Re: [very-RFC 0/8] TSN driver for the kernel

From: Richard Cochran
Date: Wed Jun 15 2016 - 04:06:19 EST


On Wed, Jun 15, 2016 at 12:15:24PM +0900, Takashi Sakamoto wrote:
> > On Mon, Jun 13, 2016 at 01:47:13PM +0200, Richard Cochran wrote:
> >> I have seen audio PLL/multiplier chips that will take, for example, a
> >> 10 kHz input and produce your 48 kHz media clock. With the right HW
> >> design, you can tell your PTP Hardware Clock to produce a 10000 PPS,
> >> and you will have a synchronized AVB endpoint. The software is all
> >> there already. Somebody should tell the ALSA guys about it.
>
> Just from my curiosity, could I ask you more explanation for it in ALSA
> side?

(Disclaimer: I really don't know too much about ALSA, expect that is
fairly big and complex ;)

Here is what I think ALSA should provide:

- The DA and AD clocks should appear as attributes of the HW device.

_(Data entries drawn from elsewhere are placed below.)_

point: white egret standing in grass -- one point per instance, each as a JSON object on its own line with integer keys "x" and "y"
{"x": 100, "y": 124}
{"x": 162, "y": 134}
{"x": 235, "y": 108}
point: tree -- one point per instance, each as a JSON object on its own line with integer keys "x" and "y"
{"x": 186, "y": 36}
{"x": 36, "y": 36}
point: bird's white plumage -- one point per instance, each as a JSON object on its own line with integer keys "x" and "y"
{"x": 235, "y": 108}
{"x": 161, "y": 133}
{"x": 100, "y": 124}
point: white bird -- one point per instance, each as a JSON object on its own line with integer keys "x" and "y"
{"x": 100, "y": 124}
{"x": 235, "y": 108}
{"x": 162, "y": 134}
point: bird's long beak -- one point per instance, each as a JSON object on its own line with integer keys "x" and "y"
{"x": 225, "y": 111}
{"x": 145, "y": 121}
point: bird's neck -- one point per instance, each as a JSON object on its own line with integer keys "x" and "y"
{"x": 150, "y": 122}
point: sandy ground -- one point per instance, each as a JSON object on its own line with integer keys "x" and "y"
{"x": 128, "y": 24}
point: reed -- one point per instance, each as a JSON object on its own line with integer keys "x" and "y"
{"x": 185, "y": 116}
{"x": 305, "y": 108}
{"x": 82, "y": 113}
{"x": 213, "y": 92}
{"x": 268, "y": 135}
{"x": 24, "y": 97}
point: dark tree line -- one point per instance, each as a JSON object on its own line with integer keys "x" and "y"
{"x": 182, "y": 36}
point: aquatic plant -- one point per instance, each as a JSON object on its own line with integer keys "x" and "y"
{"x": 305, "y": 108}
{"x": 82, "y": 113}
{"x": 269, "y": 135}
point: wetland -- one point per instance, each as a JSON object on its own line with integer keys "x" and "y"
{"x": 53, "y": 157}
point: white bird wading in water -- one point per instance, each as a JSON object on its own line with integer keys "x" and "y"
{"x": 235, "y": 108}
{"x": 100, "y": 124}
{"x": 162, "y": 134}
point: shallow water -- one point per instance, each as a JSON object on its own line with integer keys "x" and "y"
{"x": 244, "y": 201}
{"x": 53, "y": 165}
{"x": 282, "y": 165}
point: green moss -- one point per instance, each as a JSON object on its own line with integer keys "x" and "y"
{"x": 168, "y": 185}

- There should be a method for measuring the DA/AD clock rate with
respect to both the system time and the PTP Hardware Clock (PHC)
time.

- There should be a method for adjusting the DA/AD clock rate if
possible. If not, then ALSA should fall back to sample rate
conversion.

- There should be a method to determine the time delay from the point
when the audio data are enqueued into ALSA until they pass through
the D/A converter. If this cannot be known precisely, then the
library should provide an estimate with an error bound.

- I think some AVB use cases will need to know the time delay from A/D
until the data are available to the local application. (Distributed
microphones? I'm not too sure about that.)

- If the DA/AD clocks are connected to other clock devices in HW,
there should be a way to find this out in SW. For example, if SW
can see the PTP-PHC-PLL-DA relationship from the above example, then
it knows how to synchronize the DA clock using the network.

[ Implementing this point involves other subsystems beyond ALSA. It
isn't really necessary for people designing AVB systems, since
they know their designs, but it would be nice to have for writing
generic applications that can deal with any kind of HW setup. ]

> In ALSA, sampling rate conversion should be in userspace, not in kernel
> land. In alsa-lib, sampling rate conversion is implemented in shared object.
> When userspace applications start playbacking/capturing, depending on PCM
> node to access, these applications load the shared object and convert PCM
> frames from buffer in userspace to mmapped DMA-buffer, then commit them.

The AVB use case places an additional requirement on the rate
conversion. You will need to adjust the frequency on the fly, as the
stream is playing. I would guess that ALSA doesn't have that option?